The allegations came from two Cambodian women who say they were repeatedly hit and kicked by guards at Malaysia’s Juru detention center and saw fellow inmates, including other Cambodians, die there—possibly from their injuries. The Cambodia Daily spoke with one of the women last month. Labor rights group Central, which flew both women home in mid-June, said it spoke with the second woman as well, and that she corroborated the account of the first.
Malaysian state news agency Bernama reported on Wednesday that the country’s immigration director-general, Datuk Seri Mustafar Ali, said he had seen no evidence of the reported abuse.
“We conducted an investigation and found the allegation to be untrue,” he was quoted as saying, adding that a detailed statement would follow soon.
The Human Rights Commission of Malaysia (Suhakam), however, said it would conduct its own investigation into the alleged abuse and deaths, Malaysia’s Sun Daily reported on Thursday.
“It is the duty of Suhakam to do it. We are already in the process of asking the authorities about the issue,” commission chairman Tan Sri Razali Ismail was quoted as saying.
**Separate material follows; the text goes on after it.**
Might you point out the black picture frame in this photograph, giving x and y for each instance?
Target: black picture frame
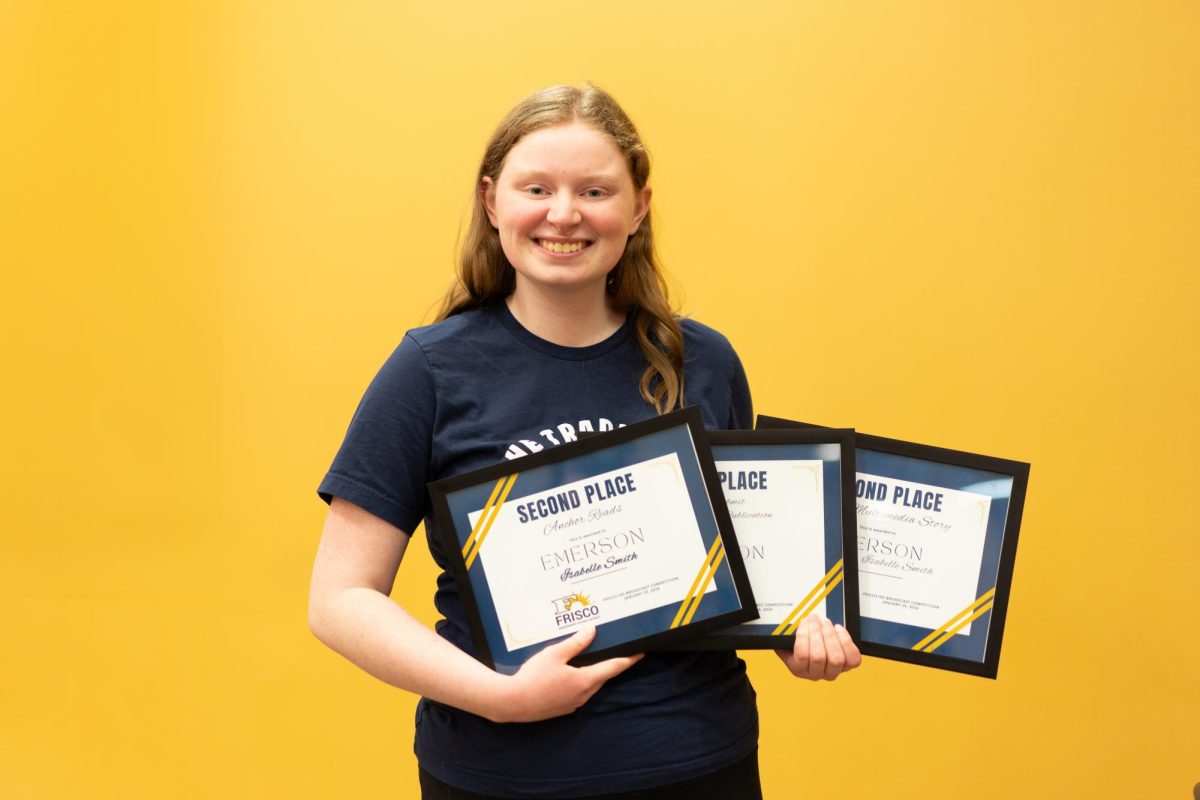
(720, 594)
(837, 589)
(970, 641)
News agency Malaysiakini reported on Wednesday that Malaysian human rights group Suaram has said that 14 people detained at Juru had been tortured or ill-treated.
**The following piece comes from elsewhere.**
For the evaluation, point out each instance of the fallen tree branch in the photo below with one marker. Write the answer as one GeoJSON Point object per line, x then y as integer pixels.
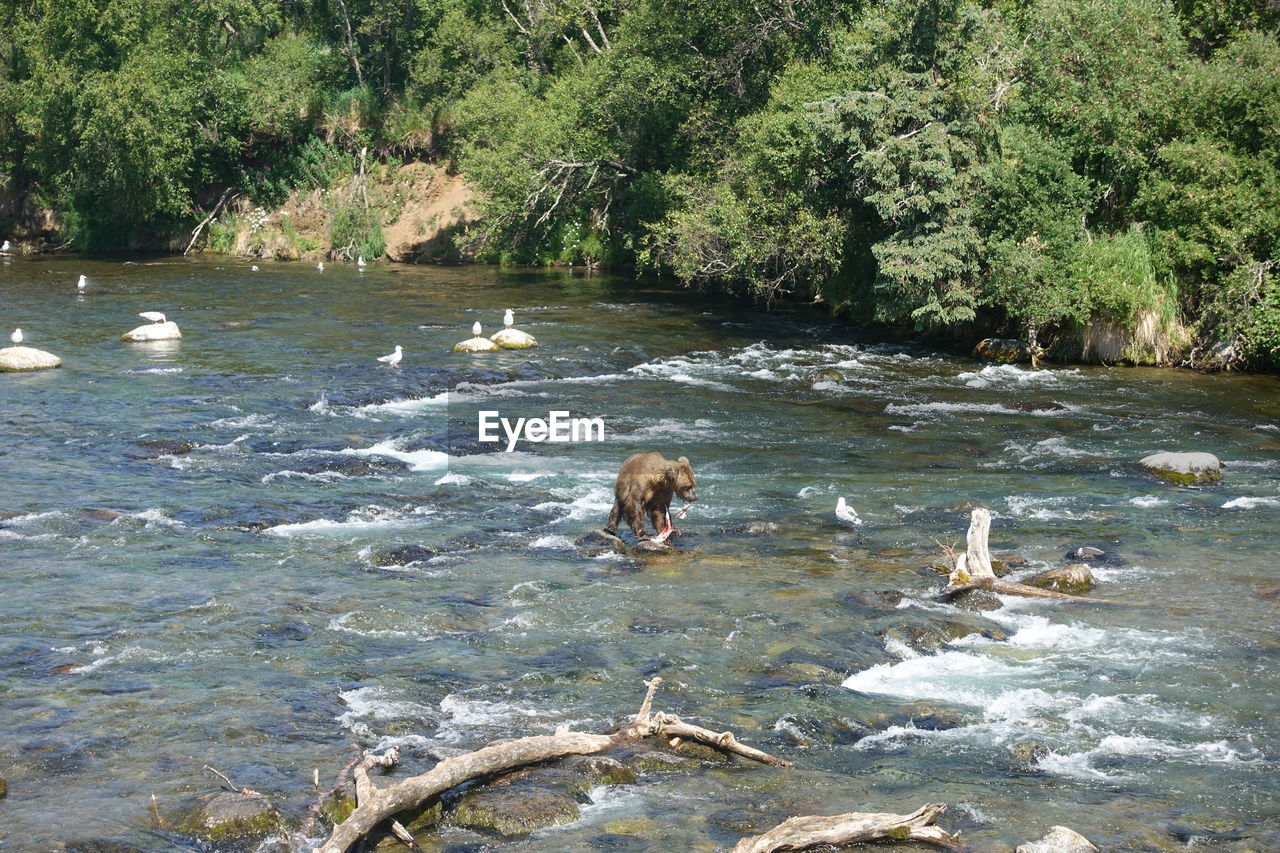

Suaram issued a statement on Thursday calling on relevant enforcement agencies to investigate the allegations and to bring any perpetrators to justice.
“The conditions in these camps has deteriorate [sic] to conditions that can only be described as distressing at best. Despite the repeated calls by civil societies for proactive actions to be taken to remedy the situation, the government’s response to the concerns has been slow and opaque,” it said.
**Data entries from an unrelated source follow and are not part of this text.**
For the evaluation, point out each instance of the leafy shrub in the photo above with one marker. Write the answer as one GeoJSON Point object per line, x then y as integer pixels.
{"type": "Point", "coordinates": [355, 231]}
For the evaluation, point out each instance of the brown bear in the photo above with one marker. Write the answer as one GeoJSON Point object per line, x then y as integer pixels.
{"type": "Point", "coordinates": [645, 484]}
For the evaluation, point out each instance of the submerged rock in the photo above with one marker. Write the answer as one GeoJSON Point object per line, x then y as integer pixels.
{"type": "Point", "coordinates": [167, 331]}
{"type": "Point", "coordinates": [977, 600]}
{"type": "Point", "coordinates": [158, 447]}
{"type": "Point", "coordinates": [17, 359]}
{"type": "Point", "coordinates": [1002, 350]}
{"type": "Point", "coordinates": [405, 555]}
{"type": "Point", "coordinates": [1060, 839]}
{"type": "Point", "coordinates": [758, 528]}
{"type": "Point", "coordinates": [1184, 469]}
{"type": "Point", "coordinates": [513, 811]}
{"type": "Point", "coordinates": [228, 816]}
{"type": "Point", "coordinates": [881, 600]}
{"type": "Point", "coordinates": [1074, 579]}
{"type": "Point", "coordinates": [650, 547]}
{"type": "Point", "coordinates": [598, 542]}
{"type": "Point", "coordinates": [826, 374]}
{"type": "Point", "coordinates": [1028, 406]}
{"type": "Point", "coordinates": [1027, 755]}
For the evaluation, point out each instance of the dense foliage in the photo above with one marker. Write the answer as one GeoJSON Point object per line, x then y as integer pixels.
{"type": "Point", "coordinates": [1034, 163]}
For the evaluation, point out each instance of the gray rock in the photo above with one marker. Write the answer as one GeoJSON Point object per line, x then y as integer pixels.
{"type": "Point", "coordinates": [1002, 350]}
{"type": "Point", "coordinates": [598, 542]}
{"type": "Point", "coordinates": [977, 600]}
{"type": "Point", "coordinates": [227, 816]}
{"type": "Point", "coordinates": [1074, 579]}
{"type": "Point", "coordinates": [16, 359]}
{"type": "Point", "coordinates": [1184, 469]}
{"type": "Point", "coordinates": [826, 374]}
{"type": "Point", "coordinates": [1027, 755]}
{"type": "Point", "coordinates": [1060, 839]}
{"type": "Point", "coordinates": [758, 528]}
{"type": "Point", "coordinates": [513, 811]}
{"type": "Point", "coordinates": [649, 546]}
Cambodia’s response to the latest allegations of the abuse of its nationals in Malaysia also has been slow and opaque.
Central, the labor group, says it informed the Cambodian Embassy in Kuala Lumpur about the two women’s claims in June and was told by embassy staff that they lacked the resources to investigate. The Foreign Affairs Ministry announced a probe of the claims only after being asked for comment by the Daily last week.
On Tuesday, the ministry issued another statement saying that embassy staff visited Juru recently and that the detention center denied the allegations. The statement said that a Cambodian woman being held at the center, Saing Phlat, died of an unspecified “illness” at a nearby hospital on June 23.
According to Suhakam, two Burmese detainees at Juru died in 2009 of leptospirosis, a disease caused by exposure to water contaminated by animal urine.
Foreign Ministry spokesman Chum Sounry did not reply to requests for comment about the case and has not answered reporters’ calls in over a week. The Cambodian Embassy in Malaysia and its first secretary, Bunthel Thuok, have neither answered their telephones nor replied to emails.